« BackAmsterdam Compiler Kitgithub.comSubmitted by andsoitis 4 hours ago
  • ptx an hour ago

    Is this the same compiler that famously spurred Richard Stallman to create GCC [1] when its author "responded derisively, stating that the university was free but the compiler was not"?

    It seems to be free now anyway, since 2005 according to the git history, under a 3-clause BSD license.

    [1] https://www.gnu.org/gnu/thegnuproject.en.html

    • unusual-name 2 hours ago

      It's interesting that they have a Raspberry Pi GPU backend, but neither an ARM backend nor any modern ISA. (such as x86-64, Aarch64, etc.) Is there any example program that actually runs on the rpi gpu? I skimped the website, but it is only mentioned in the release notes.

      • pjmlp 2 hours ago

        One of the first widely used compiler toolkits with multiple frontends, intermediate language for the phases and a common backend.

        Contrary to common understanding LLVM wasn't the very first one, ACK also not, there are others predating it when diving into compiler literature.

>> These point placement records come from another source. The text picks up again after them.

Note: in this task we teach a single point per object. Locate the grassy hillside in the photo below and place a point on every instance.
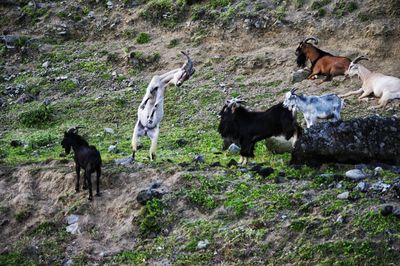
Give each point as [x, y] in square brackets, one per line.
[88, 63]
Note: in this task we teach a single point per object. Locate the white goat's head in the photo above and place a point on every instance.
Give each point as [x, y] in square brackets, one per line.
[185, 72]
[353, 67]
[290, 99]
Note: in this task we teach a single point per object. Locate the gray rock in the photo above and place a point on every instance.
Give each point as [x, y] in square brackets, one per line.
[380, 186]
[46, 64]
[299, 75]
[109, 4]
[233, 149]
[396, 212]
[362, 186]
[113, 149]
[203, 244]
[344, 142]
[344, 195]
[73, 229]
[72, 219]
[25, 98]
[109, 130]
[278, 145]
[199, 159]
[124, 161]
[356, 174]
[377, 171]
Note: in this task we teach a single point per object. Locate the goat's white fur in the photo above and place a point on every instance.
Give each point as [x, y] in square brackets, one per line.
[151, 109]
[382, 86]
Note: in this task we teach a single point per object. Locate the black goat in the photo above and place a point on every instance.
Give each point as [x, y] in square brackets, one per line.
[86, 157]
[247, 128]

        • barfiure 2 hours ago

          I’m still making my way through the MINIX book. Love it.

          • ramon156 3 hours ago

            Looks cool, last post in 2022 though? Is it feature complete?

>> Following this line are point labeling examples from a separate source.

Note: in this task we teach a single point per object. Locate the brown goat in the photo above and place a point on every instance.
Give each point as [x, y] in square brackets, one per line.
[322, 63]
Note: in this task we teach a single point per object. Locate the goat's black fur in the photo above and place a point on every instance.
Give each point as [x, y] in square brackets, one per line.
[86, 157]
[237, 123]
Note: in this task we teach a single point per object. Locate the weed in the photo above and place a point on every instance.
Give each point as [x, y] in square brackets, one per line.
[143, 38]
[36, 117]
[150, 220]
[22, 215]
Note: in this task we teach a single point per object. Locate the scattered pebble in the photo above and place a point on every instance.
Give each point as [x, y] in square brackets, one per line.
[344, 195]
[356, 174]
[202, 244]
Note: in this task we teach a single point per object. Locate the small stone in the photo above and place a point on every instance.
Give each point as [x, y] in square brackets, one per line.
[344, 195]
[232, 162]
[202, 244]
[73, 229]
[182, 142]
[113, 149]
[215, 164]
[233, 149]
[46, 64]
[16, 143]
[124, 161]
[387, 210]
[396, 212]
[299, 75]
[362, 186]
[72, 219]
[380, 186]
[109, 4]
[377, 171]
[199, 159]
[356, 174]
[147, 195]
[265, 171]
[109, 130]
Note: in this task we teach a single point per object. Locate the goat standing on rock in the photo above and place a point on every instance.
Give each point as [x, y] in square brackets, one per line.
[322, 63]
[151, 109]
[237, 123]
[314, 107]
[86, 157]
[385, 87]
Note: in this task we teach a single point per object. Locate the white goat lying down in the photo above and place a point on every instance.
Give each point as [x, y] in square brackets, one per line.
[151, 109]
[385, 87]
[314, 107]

          • bartkappenburg 3 hours ago

            Why the name amsterdam?

            • akritid 3 hours ago

              Renamed from Free University Compiler Kit

              • mbreese 3 hours ago

                > © 1987-2005 Vrije Universiteit, Amsterdam

              • einpoklum 3 hours ago

                tl;dr: A kit for targeting several old or old-ish platforms, with code in some languages popular in the 1980s: C89 (ANSI C), Pascal, Modula 2, Basic. A 'kit' here means: frontend, codegen, support libraries and some tools. This is apparently known as being the default toolchain for Minix 1 and 2.

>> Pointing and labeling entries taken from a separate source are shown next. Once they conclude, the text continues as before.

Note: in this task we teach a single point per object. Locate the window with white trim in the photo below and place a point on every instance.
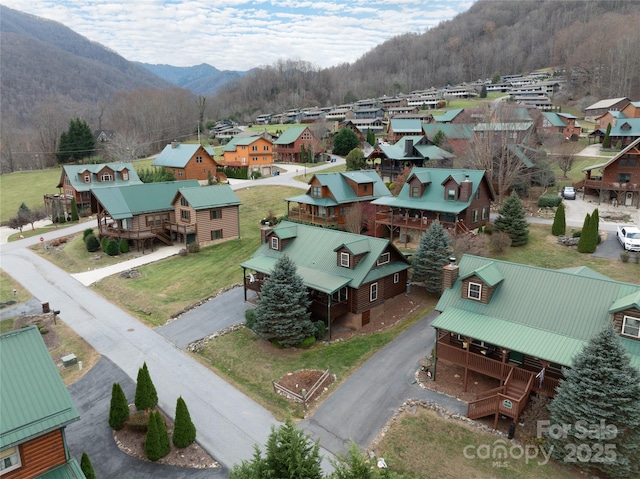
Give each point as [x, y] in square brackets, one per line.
[373, 292]
[474, 291]
[9, 459]
[631, 326]
[384, 258]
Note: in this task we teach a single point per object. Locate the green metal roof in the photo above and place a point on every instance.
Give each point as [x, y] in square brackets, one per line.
[290, 135]
[313, 250]
[447, 116]
[178, 156]
[453, 131]
[548, 314]
[33, 398]
[70, 470]
[340, 190]
[205, 197]
[433, 198]
[125, 202]
[73, 173]
[406, 125]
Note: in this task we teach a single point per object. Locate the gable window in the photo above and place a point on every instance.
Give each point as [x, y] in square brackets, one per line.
[9, 459]
[631, 326]
[384, 258]
[373, 292]
[474, 291]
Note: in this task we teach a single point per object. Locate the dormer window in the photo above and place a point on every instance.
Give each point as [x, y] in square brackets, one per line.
[384, 258]
[631, 326]
[474, 291]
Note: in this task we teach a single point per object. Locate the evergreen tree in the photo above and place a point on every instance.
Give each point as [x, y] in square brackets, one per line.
[152, 441]
[184, 431]
[355, 160]
[74, 210]
[344, 141]
[165, 442]
[586, 243]
[511, 220]
[76, 143]
[606, 142]
[431, 256]
[119, 409]
[602, 390]
[87, 467]
[146, 395]
[282, 312]
[559, 226]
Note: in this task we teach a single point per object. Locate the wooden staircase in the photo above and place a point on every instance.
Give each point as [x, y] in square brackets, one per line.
[509, 399]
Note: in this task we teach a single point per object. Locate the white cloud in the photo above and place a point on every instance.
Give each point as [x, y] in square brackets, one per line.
[241, 34]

                But - the repository is not "everything you need"; it actually relies on a lot from an existing platform - GCC, Lua, Make, Python etc. So, you would typically use this to cross-compile it seems.

                • tgv an hour ago

                  It doesn't rely on gcc. Any C compiler will do. The rest is there to build it on " Linux, OSX, and Windows using MSYS2 and mingw32". Indeed for cross-compilation, as it won't run on CP/M.

                  • consp 2 hours ago

                    > apparently known as being the default toolchain for Minix 1 and 2.

                    That is not very surprising since Tannenbaum is a professor there and cowrote wrote the ACK and wrote Minix.

                    • phicoh an hour ago

                      ACK used to be self-hosting. Of course, standard Unix utilities like sh and make are required. I still use one of those versions.